There will likely be a lot of Montrealers complaining of sore arms and backs this afternoon, after spending the morning digging out from a record-breaking snowfall.
According to Environment Canada, 29 centimetres of snow fell on the greater Montreal area between Sunday afternoon and Monday morning.
Sunday's snowfall broke the record by a hair — on Feb. 12,1998 Montreal was buried under 19.8 centimetres of snow, compared with the 20 centimetres that fell on the city before Monday morning.
Tales from the great dusting
Pearl Layne misplaced her shovel. With her three children late for school Monday morning, she decided to dig out her car with a dustpan.
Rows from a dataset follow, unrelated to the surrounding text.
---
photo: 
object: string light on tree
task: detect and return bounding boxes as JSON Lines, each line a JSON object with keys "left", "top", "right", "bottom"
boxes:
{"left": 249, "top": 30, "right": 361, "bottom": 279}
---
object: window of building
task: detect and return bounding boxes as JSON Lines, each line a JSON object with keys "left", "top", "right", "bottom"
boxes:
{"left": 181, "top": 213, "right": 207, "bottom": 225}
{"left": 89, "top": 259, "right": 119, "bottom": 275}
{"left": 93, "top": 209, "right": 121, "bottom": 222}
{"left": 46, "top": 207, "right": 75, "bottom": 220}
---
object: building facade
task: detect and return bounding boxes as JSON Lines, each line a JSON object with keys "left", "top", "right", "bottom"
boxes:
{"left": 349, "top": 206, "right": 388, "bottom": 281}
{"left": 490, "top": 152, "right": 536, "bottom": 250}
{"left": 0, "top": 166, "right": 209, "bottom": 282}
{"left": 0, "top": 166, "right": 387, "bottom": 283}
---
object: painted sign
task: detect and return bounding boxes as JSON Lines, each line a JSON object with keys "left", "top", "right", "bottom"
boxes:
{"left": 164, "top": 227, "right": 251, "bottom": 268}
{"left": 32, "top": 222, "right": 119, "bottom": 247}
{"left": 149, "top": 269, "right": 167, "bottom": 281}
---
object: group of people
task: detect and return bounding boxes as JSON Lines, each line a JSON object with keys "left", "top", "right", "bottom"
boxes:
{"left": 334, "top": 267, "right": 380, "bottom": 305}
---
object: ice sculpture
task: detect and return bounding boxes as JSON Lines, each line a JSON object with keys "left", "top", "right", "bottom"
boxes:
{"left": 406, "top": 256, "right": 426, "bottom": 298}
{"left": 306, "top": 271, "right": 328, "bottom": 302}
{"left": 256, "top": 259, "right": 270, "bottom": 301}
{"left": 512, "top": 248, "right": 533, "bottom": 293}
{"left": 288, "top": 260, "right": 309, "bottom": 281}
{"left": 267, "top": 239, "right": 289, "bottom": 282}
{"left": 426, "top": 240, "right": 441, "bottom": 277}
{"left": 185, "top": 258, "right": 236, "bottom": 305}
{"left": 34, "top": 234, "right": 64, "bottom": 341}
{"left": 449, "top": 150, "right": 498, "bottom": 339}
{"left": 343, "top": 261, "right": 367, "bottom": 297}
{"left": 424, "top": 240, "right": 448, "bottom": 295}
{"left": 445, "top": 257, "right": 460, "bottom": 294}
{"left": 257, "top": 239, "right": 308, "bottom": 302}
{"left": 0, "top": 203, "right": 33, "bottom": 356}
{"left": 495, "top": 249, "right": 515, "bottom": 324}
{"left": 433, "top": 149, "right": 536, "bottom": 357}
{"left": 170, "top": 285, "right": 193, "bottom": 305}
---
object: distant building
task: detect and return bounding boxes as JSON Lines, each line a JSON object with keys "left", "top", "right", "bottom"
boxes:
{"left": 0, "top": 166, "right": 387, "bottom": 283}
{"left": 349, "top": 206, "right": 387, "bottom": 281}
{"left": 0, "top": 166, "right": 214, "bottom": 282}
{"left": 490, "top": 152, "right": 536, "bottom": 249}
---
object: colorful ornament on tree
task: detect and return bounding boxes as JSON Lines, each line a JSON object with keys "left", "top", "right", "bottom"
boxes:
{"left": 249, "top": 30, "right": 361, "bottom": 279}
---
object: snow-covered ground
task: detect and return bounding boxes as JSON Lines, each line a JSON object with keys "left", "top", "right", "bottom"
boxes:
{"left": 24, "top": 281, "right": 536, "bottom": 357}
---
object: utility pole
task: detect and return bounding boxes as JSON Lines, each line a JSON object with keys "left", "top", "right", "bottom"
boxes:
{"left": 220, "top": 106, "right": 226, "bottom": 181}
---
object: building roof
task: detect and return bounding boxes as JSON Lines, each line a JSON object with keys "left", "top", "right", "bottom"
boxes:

"I wasn't prepared for this," she said, laughing.
Nichelle Skeet spent about an hour shovelling her sidewalk and clearing her car on Beaconsfield Avenue in Notre-Dame-de-Grâce this morning.
"It's a lot of work. I get to skip the gym today because I worked so hard," she said.
Jacques-Alain Lavallée, in charge of snow removal for the city, says workers were prepared.
Plows and other machines were sent out as soon as 2.5 centimetres of snow had fallen, he said.
It takes about four days to remove 20 centimetres of snow, he said, but we're expecting about 10 more centimetres Wednesday.
Snow removal caused gas leaks
Gaz Métro has confirmed snow removal operations led to three gas leaks on the island overnight.
All three, on Ottawa Street in Griffintown, on Rivard Street on the Plateau and on Savoie Street in Pierrefonds, were capped by about 8:30 a.m.
Spokesperson Noémie Prégent-Charlebois says heavy snow makes it difficult for snow removal vehicles to avoid outdoor natural gas outlets, and that people should try to clear them from snow and ice at all times.
The flights most affected at Trudeau airport are departures to and arrivals from Atlantic Canada, where the same system has brought blizzard conditions shutting down entire cities.
The Magdalen Islands will see about 15 centimetres of snow starting this afternoon.